May 12, 2021

Maori News & Indigenous Views

Merging ta moko and hindu henna in the USA

2 min read

(Source | Waatea News) A Tainui artist is taking her moko-influenced henna skin art to an international festival at Providence in Rhode Island in the United States.

Rotorua-based artist Gina Wright (Tainui – Ngati Naho) says she’s fascinated with the role played in Hindu culture by henna, which is a natural coolant when applied to the skin.

She says what she calls mehndi moko is an attempt to fuse Hindu and Maori whakaro.

A lot of the symbols carry similar meanings, overall generic meanings also, particularly the koru is very present for the Hindu artform representing new life, growth, healthy development, very similar, Ms Wright says.

According to Maori legend says moko started as a painted artform like henna, and became an incised form after Mataora went into the underworld to win back his wife Niwareka.

Gina who is Maori on her fathers side and Irish on her mothers side understands that her great grandmother was a gypsy believed to be originally from tribes from Rajasthan, India.

I have always felt an affinity with Indian culture and art and have been practising Mehndi since I was a teen, said Ms Wright.

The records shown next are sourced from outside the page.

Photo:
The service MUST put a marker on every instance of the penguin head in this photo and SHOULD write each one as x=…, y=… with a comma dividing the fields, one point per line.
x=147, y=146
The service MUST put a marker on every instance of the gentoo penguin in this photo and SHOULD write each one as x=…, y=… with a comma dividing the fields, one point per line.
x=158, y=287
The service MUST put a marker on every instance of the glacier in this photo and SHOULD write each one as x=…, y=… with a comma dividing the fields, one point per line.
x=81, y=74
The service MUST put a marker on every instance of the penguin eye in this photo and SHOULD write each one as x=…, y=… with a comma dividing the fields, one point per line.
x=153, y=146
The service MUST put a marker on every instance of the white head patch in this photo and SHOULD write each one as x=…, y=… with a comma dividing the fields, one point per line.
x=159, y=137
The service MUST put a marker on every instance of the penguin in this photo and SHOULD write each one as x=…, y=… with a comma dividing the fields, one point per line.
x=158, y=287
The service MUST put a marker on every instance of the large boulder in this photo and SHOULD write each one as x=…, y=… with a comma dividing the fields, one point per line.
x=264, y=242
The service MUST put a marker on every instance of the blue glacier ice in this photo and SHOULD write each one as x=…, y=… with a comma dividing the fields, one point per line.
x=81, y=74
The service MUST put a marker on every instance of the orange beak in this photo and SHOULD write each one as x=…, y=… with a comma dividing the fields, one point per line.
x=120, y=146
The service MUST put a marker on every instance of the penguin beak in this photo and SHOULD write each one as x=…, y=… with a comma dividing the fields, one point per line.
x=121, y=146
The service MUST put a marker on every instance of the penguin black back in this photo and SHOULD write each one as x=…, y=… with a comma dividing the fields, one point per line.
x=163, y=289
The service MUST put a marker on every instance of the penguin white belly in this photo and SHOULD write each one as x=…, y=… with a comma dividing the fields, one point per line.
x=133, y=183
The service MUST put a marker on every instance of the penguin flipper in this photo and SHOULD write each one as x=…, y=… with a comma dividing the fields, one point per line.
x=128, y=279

She enjoys working with Hindu Council of New Zealand. During the 2009 Deepawali Festival, Gina helped with Mehndi (temporary Henna tattoo) and raised funds for Ekal Vidyalaya. Ekal Vidyalayas are one-teacher schools established in tribal areas of India to bring education and literacy to underprivileged children.

Ms Wright, along with Shaloh Mitchell from Ohinemutu village and Dr Guna Magesan, General Secretary of Hindu Council of New Zealand, was one of the members who organised Rotorua Holi Festival earlier this year.

It was during these Holi festivities, that Mehndi and Ta Moko art forms of two cultures were brought together possibly the very first time in New Zealand, instigating a new phrase, Mehndi Moko.

Hindu Council of New Zealand has been promoting inter-cultural exchanges in arts, culture and heritage. Celebrating Hindu festivals such as Deepawali, Holi, Raksha Bandhan on a wider community scale is part of promoting and sharing culture.